As I thought you might say.
Sorry, but grazing animals have certainly been that numerous in that region as to be capable of modifying vegetative cover. When that happens, the surface emissivity changes enough to induce a surface temperature change of 40°F. That changes the relative humidity and the dew cycle upon which the grasses depended.
It is REMOVING human animal management that is what can cause desertification on a scale that massive, particularly because the entire equilibrium between a human apex predator and its herbivorous prey is disrupted without anything to mitigate the effect. That land had been under continuous management by people for over 9,000 years prior with no problem. Over that time there were solar-related climate events of far greater magnitude than when that desert commenced. Yet at the very nascence of the Nile Valley culture, there was war between the people of the Valley and the people of that grassland, and we know who lost.
With that loss came the loss of those who knew how to steward that land, whether preventing overgrazing grasses or maintaining shrubs, hunting predators, or running the animals to crush locust eggs. The desertification process began almost immediately and progressed from east to west. To this day, Khnum, the creator god of ancient Egypt, lines the road from Karnak to Luxor. He has a ram's head. The pharaoh ruled with a flail and a crook. Yet it was known from the time of Joseph (and now before) that the rulers of the Nile hated nomadic shepherds, for good reason too. The Hyksos kings were exactly such.

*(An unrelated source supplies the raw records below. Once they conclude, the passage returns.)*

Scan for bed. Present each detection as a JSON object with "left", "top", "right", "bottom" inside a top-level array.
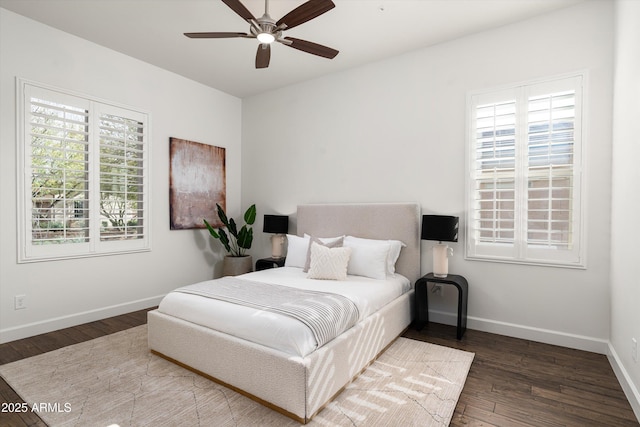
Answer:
[{"left": 147, "top": 203, "right": 421, "bottom": 423}]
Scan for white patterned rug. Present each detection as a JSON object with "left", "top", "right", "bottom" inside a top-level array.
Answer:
[{"left": 0, "top": 325, "right": 473, "bottom": 426}]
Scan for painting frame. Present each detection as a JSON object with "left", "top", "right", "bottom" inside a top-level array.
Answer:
[{"left": 169, "top": 137, "right": 226, "bottom": 230}]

Yet at the very nascence of the Nile Valley culture, there was war between the people of the Valley and the people of that grassland, and we know who lost.The wars in the predynastic period (and for most of Egyptian history) were about control of the Nile, which helped bring into being one of the riverine civilizations that lies at the root of all our own histories. The reason nomadic life shrank is because the desertification got worse, not because of the other way around. Even the prehistoric traces of warfare in the area (thousands of stone weapon-heads) were found in the remains of a village which was attacked (or had an internal fight of remarkable proportions) and burned to the ground, and evidently never reoccupied.
There were several major catastrophes over the last ten or twelve thousand years, not least of all the Noachean flood. Something like that could have played a part in turning some of the regions you mention into deserts.